Thus, according to block 502, an LLM is used to generate a database search query (e.g., a JSON search query). A JSON is an open standard file format and data interchange format that uses human-readable text to store and transmit data objects consisting of key-value pairs and arrays. At any point during block 500 and 502, the search can be subject to user modification. For example, a user may input a plain language search (or any other type of search) and then be allowed to make changes to that search before the platform server sends that search out to an LLM for conversion into a JSON search query. In another example, once the JSON search query is generated by the LLM, the search can be subject to user modification. Thus, the platform server would use the LLM to generate a JSON search query, send that search back to the user for modification, and then receive a modified search from the user that it can then use to search the database.

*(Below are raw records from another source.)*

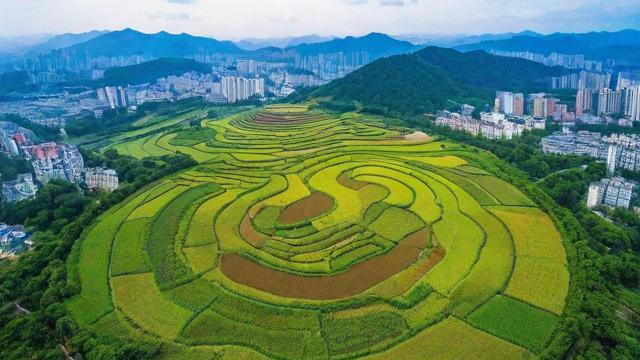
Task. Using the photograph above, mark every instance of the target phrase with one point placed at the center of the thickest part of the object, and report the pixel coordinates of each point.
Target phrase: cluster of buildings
(538, 105)
(571, 61)
(613, 192)
(581, 80)
(49, 160)
(13, 239)
(625, 101)
(617, 150)
(490, 125)
(54, 110)
(225, 89)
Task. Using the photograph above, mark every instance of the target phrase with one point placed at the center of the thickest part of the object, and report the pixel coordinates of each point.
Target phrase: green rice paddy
(306, 235)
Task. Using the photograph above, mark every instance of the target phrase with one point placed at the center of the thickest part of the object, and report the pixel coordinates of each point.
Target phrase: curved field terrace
(307, 235)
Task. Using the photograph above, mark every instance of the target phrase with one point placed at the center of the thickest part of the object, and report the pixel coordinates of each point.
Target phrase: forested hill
(430, 79)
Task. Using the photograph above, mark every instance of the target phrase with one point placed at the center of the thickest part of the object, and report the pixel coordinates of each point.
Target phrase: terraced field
(304, 235)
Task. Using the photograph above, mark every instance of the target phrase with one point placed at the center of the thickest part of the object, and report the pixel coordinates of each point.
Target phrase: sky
(238, 19)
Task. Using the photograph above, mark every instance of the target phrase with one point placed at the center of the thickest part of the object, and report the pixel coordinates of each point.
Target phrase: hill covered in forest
(430, 79)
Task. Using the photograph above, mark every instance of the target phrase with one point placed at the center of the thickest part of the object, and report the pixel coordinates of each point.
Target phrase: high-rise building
(518, 104)
(559, 111)
(506, 102)
(584, 101)
(632, 103)
(239, 88)
(607, 101)
(614, 192)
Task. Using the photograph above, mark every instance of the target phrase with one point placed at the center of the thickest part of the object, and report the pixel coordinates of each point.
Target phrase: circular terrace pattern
(305, 235)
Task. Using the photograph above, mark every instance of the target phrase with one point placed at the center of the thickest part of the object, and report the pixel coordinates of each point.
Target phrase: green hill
(430, 79)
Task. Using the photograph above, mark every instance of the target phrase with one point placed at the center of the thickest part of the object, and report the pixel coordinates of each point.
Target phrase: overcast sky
(279, 18)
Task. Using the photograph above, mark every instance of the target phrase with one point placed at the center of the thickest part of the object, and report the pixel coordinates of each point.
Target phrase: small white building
(614, 192)
(100, 178)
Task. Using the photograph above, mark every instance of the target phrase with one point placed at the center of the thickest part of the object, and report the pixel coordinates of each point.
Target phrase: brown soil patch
(313, 205)
(354, 280)
(248, 233)
(345, 180)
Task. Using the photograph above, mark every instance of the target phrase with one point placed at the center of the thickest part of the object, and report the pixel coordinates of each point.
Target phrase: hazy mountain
(255, 43)
(162, 44)
(128, 47)
(459, 39)
(150, 71)
(64, 40)
(624, 46)
(375, 44)
(16, 45)
(427, 80)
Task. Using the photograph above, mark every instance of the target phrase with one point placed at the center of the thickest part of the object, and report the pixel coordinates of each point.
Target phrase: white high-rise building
(505, 100)
(614, 192)
(239, 88)
(632, 103)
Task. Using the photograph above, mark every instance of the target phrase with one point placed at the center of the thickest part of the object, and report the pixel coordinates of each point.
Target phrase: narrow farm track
(305, 235)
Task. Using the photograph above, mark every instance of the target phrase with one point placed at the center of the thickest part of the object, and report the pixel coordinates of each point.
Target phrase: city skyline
(284, 18)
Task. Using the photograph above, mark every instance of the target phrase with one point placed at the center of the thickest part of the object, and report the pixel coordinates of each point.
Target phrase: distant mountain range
(130, 47)
(457, 40)
(375, 44)
(623, 46)
(63, 41)
(430, 79)
(255, 43)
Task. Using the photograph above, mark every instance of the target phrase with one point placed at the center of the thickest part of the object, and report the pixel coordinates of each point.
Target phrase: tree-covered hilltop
(430, 79)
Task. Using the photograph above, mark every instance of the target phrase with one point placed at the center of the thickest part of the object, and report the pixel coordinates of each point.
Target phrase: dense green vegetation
(38, 283)
(306, 235)
(433, 79)
(220, 255)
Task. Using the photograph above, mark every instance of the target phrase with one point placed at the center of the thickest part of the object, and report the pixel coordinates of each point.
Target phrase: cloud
(381, 2)
(168, 16)
(397, 2)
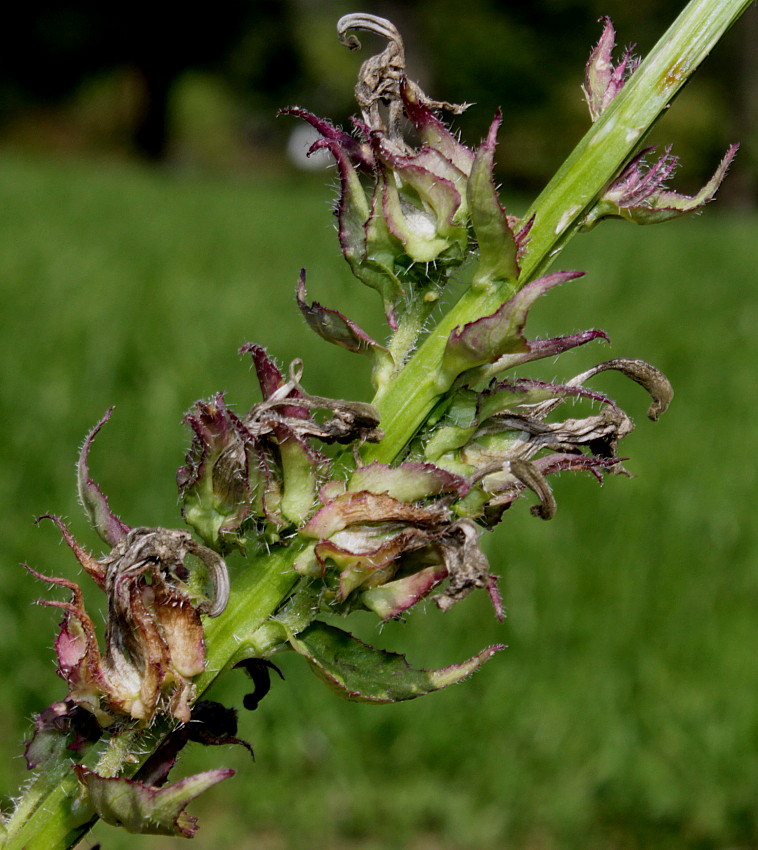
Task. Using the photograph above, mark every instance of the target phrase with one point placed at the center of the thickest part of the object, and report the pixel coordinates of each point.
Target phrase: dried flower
(154, 635)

Block 504 thus shows a JSON search query created using the instructions shown above and that is accessible to a user. The instruction, “document type”: {“$eq”: “driver's license”} causes a search for documents that have an “document type” key having a value that “driver's license” (i.e., find driver′). The instruction, “expiration Date”: {“$lt”: “2023 Dec. 15”} requires that the search result only include those documents that have a value for the key “expiration date” that is less than 2023 Dec. 15 (i.e., driver's licenses that expired before that date, which would be the current date in such query). Finally, the instruction “dateOfBirth”: {“$It”: “1983 Dec. 15”} restricts search results to driver's licenses where the “date of birth” key has a value is that is less than 1983 Dec. 15 (i.e., the person is older than the age of 40 as of the date the query was created-in this case 1983 Dec. 15).

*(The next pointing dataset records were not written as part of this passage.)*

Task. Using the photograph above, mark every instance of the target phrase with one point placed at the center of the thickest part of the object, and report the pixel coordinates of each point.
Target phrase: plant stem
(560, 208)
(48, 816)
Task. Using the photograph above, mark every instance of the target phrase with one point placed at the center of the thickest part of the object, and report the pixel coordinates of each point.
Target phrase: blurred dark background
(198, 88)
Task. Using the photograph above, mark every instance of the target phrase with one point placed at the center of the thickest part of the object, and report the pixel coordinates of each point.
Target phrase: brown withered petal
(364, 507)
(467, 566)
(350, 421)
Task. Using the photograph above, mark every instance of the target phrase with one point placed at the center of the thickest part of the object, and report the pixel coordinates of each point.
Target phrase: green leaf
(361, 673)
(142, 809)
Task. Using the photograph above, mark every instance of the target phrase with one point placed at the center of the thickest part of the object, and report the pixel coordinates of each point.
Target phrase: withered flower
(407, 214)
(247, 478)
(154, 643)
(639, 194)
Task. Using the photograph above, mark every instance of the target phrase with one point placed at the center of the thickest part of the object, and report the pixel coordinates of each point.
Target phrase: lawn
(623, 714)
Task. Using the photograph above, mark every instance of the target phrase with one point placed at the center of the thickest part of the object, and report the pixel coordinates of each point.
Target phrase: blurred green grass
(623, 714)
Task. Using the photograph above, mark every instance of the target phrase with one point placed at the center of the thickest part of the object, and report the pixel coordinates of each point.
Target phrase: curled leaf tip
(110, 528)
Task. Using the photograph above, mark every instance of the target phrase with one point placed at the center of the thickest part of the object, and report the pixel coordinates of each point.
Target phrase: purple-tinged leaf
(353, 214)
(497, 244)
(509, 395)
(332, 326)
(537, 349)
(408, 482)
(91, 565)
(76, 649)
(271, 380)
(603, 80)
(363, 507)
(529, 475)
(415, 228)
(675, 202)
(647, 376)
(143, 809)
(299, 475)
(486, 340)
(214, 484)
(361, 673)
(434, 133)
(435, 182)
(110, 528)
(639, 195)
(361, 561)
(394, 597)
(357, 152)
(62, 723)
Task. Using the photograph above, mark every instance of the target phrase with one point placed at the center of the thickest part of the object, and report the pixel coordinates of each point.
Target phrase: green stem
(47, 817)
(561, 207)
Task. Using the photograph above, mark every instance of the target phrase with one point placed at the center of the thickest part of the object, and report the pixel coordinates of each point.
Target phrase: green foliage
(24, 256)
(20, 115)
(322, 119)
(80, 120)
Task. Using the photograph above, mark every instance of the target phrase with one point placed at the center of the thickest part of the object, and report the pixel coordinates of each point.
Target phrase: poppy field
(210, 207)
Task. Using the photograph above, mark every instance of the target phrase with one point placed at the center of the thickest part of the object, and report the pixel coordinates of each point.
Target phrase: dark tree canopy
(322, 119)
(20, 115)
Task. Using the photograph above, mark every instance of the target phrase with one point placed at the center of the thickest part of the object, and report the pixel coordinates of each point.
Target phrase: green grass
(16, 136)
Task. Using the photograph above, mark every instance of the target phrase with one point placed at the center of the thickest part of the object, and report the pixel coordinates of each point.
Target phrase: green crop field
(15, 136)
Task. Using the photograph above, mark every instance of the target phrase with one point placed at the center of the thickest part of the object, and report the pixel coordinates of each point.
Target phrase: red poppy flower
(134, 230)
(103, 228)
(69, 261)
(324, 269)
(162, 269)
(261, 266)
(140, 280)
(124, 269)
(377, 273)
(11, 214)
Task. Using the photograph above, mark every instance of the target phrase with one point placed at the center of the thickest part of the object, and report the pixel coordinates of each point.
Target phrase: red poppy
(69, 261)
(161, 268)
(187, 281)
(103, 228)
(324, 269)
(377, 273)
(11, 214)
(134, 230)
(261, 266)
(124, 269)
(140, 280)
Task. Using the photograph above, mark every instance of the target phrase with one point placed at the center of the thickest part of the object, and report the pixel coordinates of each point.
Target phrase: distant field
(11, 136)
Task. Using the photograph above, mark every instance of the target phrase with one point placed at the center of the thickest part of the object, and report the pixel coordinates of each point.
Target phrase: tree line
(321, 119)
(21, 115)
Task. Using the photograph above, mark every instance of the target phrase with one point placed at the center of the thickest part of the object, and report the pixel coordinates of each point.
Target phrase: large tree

The search shown in block 504 features fewer search terms than are shown in block 506, because block 506 shows a JSON search query that the platform server would have access to (as opposed to block 504, which shows a JSON search query that a user would have access to). Thus, block 506 includes, for example, a restriction that requires a “flowUUID,” and it includes the specific user's flowUUID. The instruction “flowUUID”: “1234-5678 . . . abcd” requires that the platform server search only for those documents associated with that flowUUID. Thus, the key is flowUUID and the value paired with that key is “1234-5678 . . . abcd.” This portion of the JSON search query cannot be shown to end users because it would allow end users to modify the flowUUID to potentially gain access to documents and information in the database that does not belong to them. Allowing users to change only certain aspect of a JSON search query can therefore be a matter of document security.

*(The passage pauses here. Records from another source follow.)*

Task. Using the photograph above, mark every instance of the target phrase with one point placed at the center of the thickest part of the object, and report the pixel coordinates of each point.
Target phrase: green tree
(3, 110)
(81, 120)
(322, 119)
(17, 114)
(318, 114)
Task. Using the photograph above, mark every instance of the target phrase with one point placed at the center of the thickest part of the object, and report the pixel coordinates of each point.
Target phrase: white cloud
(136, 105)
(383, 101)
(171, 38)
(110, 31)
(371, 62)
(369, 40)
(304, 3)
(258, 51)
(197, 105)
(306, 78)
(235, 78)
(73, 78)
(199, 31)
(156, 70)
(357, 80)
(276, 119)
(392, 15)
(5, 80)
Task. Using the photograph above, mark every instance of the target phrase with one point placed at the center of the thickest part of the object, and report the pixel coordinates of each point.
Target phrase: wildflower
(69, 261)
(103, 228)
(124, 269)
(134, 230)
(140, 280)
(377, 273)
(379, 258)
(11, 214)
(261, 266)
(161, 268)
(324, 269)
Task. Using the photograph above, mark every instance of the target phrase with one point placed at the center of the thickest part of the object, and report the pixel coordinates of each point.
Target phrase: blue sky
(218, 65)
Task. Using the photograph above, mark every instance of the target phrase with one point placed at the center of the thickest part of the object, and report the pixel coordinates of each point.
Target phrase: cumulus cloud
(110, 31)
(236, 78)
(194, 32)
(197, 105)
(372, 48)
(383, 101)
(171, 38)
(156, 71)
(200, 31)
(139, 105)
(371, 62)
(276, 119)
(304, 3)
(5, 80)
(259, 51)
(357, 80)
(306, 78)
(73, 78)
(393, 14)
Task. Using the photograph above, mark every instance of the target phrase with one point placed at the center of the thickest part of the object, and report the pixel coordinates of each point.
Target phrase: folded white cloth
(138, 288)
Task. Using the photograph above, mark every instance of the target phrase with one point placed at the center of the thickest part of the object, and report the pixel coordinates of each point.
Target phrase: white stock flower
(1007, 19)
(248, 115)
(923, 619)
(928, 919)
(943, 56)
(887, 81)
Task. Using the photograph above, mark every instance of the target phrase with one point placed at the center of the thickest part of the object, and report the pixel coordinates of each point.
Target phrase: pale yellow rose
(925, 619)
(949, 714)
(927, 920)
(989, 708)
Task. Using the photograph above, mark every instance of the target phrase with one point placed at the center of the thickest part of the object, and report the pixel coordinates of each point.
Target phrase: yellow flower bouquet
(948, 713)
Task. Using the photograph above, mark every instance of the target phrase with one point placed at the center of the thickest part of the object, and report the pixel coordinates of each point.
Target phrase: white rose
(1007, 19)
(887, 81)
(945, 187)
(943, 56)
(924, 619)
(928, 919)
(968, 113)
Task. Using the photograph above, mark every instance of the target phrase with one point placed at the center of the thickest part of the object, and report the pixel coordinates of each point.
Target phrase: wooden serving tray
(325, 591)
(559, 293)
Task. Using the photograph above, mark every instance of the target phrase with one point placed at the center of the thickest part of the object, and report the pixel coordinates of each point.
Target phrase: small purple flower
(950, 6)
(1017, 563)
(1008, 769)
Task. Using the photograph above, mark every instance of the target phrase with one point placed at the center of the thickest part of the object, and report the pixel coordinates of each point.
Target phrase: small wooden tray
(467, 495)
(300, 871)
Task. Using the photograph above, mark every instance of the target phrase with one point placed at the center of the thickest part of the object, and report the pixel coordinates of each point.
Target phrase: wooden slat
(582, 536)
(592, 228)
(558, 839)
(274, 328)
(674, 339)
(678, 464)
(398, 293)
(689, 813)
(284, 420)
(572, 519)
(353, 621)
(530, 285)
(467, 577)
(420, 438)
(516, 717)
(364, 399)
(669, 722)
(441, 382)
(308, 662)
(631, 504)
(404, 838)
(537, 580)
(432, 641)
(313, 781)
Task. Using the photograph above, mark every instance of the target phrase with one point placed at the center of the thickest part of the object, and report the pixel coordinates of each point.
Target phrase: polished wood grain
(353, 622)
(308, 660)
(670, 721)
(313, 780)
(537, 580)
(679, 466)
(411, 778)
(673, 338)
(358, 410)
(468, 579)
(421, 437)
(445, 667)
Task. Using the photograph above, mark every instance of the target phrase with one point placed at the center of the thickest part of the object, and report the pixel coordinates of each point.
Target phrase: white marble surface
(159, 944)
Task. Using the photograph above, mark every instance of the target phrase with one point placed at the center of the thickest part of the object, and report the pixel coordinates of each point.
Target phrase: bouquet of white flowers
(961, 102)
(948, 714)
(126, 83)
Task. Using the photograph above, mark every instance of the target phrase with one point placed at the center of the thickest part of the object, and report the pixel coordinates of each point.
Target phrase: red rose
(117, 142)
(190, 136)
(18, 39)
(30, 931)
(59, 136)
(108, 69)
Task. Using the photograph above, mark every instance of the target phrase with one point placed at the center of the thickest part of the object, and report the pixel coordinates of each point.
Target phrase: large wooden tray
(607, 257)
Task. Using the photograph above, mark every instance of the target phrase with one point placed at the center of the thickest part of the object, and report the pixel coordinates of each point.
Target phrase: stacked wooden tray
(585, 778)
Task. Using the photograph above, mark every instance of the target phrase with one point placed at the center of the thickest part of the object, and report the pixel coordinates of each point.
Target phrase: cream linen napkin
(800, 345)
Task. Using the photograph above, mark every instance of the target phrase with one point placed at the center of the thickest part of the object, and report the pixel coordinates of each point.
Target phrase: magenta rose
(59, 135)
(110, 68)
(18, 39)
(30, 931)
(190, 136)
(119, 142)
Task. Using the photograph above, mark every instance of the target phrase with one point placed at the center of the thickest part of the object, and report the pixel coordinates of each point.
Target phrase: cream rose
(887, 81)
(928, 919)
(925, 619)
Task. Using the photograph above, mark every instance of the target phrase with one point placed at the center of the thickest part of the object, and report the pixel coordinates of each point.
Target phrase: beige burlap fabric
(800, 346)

Thus, by adding a flowUUID into the JSON search query, a search can be restricted to only those documents that a specific user has access to (e.g., documents that a specific user uploaded to the platform server and are associated with that user's account). The search shown in block 506 additionally includes the plain text of the search used to generate the JSON search query. This is presented as another key-value pair: “freeText”: “Show me driver's licenses that are expired for people over the age of 40?” Because some information cannot be categorized as key-value pairs (e.g., the terms of an NDA or another document that is primarily written in long form), including the full text can facilitate searching a database using a text search. This can be especially useful in unstructured documents.
Thus, searches can be subject to various restrictions and filters, including access control, query control, and various granular search filters. A search that is subject to access control means that the search can only look through certain documents stored in a database. This is demonstrated in the discussion above by including a flowUUID search term, which can indicate document ownership. Access control restricts searches to only those documents a specific user has access privileges to. Access control can be restricted on the server side, which prevents situations where a user can select whether they want to be able to access another user's documents. This is shown in block 506, which shows a platform server-side JSON search query that a user does not have access to, which features a flowUUID filter to restrict search access.
When a search is subject to query control, that means the search can be modified by a user or by the platform server to ensure the search comports with the user's intent. When the user is able to carry out query control, that means the user is able to modify the terms of a search at one or more points throughout the process of developing a JSON search query. For example, a user may modify a search when the user first inputs a plain language search query that can be used to generate a JSON search query. At this stage, a user may, e.g., correct typos, misspellings, or add or subtract search terms that they initially created.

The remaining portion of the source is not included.